Because the TDS 7.x protocol performs TLS negotiation wrapped into TDS messages exchanged between client and server, we can't use tls.connect directly to wrap our tcp sockets into tls sockets. (We can and do this with TDS 8.x).

For TDS 7.x the TLS negotiation is implemented in MessageIO.prototype.startTls. We use a library called native-duplexpair to give us access to both the cleartext as well the encrypted sides of the tls connection, so we can take the handshake data, wrap it into TDS messages, and send it to the remote server.

We pass the cleartext side of the of the secure pair to tls.connect. tls.connect wraps this "stream" and sets up events to e.g. get notified if the stream is closed to close the tls socket accordingly.

This can be seen e.g. here: https://github.com/nodejs/node/blob/v16.x/lib/_tls_wrap.js#L632

Unfortunately, this logic works correctly if tls.connect is used to wrap a net.Socket instance, as we for example do when using in the TDS 8.x case.

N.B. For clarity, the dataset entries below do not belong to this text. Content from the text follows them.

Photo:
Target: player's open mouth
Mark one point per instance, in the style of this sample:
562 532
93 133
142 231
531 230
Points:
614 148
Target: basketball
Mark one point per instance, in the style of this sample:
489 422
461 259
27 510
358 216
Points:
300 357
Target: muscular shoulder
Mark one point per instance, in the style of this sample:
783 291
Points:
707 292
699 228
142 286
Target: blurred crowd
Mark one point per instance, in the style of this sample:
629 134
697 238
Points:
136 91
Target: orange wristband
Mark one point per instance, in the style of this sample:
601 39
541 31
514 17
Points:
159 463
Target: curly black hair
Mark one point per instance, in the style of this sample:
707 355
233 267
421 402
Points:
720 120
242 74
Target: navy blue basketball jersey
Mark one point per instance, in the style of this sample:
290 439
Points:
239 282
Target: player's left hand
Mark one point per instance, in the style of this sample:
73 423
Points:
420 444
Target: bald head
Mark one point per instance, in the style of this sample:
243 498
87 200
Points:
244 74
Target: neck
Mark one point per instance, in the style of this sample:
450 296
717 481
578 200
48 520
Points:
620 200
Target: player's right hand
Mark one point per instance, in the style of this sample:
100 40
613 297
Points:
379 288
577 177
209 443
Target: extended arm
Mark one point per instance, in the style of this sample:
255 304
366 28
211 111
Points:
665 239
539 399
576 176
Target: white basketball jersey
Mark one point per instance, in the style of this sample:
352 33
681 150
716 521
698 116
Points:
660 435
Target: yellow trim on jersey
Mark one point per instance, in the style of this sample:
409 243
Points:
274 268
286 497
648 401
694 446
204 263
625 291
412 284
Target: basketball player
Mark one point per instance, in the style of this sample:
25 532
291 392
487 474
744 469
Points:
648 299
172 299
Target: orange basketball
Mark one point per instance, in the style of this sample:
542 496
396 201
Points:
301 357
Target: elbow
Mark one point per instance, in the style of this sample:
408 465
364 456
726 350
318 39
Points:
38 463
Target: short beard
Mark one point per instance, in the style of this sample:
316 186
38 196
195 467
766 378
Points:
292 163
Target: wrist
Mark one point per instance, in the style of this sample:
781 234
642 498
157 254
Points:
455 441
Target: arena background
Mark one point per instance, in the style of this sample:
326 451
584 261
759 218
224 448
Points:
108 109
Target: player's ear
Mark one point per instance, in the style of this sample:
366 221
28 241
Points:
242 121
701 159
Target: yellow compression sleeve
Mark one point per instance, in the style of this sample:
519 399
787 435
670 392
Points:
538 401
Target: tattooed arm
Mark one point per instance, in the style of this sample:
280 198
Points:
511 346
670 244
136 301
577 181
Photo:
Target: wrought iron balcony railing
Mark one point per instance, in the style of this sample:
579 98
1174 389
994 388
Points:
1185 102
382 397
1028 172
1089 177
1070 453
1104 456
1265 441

But in the TDS 7.x case, this doesn't work right. If the underlying net.Socket is closed, this information is not passed through to the the duplexpair stream.

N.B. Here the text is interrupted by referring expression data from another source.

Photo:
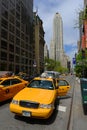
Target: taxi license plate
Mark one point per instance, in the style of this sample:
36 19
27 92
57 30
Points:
26 113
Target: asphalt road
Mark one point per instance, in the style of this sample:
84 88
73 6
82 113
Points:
58 121
78 119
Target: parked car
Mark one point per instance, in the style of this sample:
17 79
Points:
9 86
37 99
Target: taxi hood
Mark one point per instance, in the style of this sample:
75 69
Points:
36 95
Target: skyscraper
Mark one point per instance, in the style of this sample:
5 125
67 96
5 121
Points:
57 41
56 46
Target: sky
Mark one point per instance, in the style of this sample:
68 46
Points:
69 11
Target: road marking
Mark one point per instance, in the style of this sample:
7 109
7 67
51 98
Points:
62 108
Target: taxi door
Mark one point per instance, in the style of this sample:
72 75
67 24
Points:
63 87
17 85
5 90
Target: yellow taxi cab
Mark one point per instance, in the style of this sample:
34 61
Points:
37 99
63 87
9 86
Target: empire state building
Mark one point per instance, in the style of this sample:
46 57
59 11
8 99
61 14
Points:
56 46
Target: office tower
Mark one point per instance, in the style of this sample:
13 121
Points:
57 41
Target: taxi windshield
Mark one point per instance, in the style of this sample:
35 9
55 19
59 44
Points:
43 84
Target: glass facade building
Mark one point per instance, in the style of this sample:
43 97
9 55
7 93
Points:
16 46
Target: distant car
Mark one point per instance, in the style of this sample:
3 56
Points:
37 99
9 86
63 87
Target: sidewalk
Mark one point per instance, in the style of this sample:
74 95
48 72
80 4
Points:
78 119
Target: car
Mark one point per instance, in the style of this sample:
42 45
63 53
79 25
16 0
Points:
52 74
63 87
9 86
37 100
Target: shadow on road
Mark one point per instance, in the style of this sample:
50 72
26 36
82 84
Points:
48 121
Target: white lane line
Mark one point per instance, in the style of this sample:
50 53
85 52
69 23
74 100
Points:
62 108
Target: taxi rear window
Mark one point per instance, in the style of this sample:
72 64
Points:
43 84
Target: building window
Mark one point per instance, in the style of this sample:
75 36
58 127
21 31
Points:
17 24
4 34
11 48
5 3
3 44
17 41
17 50
4 23
4 12
11 19
22 27
17 33
17 7
17 15
3 55
22 36
17 59
11 38
11 57
11 28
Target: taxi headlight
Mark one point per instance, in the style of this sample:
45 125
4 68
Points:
14 101
47 106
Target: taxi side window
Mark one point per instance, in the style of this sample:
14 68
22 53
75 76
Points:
62 83
6 83
15 81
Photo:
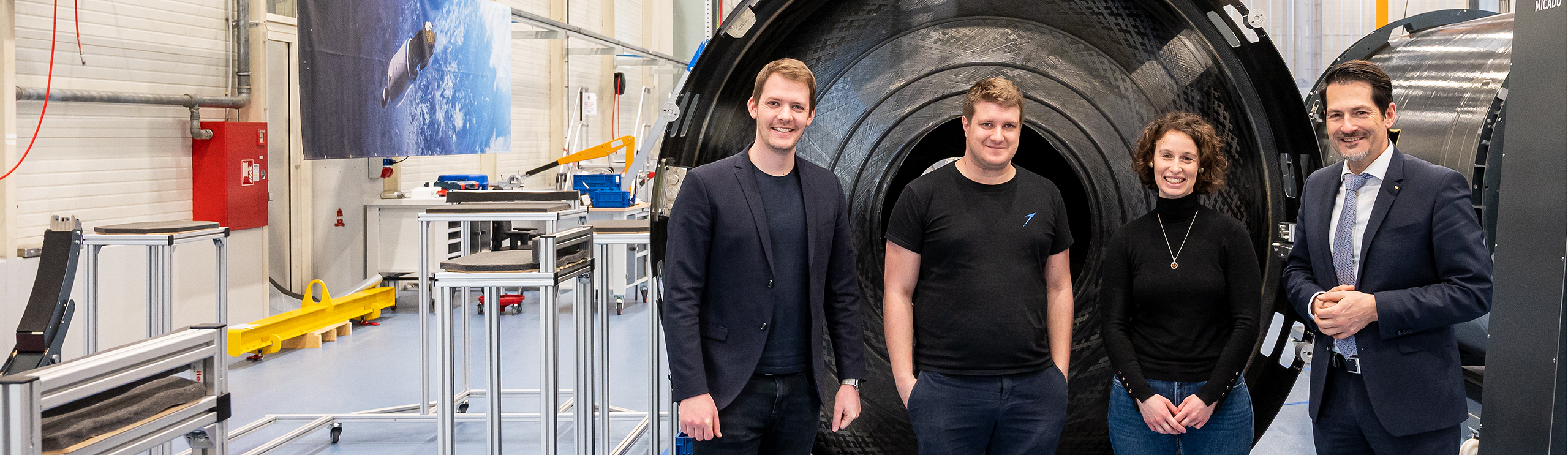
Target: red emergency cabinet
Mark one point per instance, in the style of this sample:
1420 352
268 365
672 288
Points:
230 175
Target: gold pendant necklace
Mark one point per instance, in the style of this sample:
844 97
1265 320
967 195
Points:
1169 239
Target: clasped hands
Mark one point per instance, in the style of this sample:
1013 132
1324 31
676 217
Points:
700 415
1343 311
1166 418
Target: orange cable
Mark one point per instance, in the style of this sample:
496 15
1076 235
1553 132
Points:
49 84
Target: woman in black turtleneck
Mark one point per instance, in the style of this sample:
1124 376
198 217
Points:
1181 302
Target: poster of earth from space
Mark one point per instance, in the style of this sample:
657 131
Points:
405 77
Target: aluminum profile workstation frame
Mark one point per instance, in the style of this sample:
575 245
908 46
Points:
604 247
160 277
592 435
24 397
551 224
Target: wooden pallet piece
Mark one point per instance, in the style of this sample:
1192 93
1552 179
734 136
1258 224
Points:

So we have cases where the net.Socket is closed, but the tls.Socket does not get notified. I think we also have cases the other way round - the tls.Socket could be or run into an error, but the net.Socket we have does not get closed correctly.

We need to look at how tls.connect passes this information around, and replicate this correctly in MessageIO.prototype.startTls.

I think MessageIO.prototype.startTls also does not handle correctly cases where the network socket is closed by the remote side during the TLS negotiation. I think this eventually gets handled correctly by the close and error events we define here on the socket:

But I don't think this is the correct place to handle this. Essentially, it would be best if startTls would allow simply "forgetting" about the original network socket, same as with tls.connect.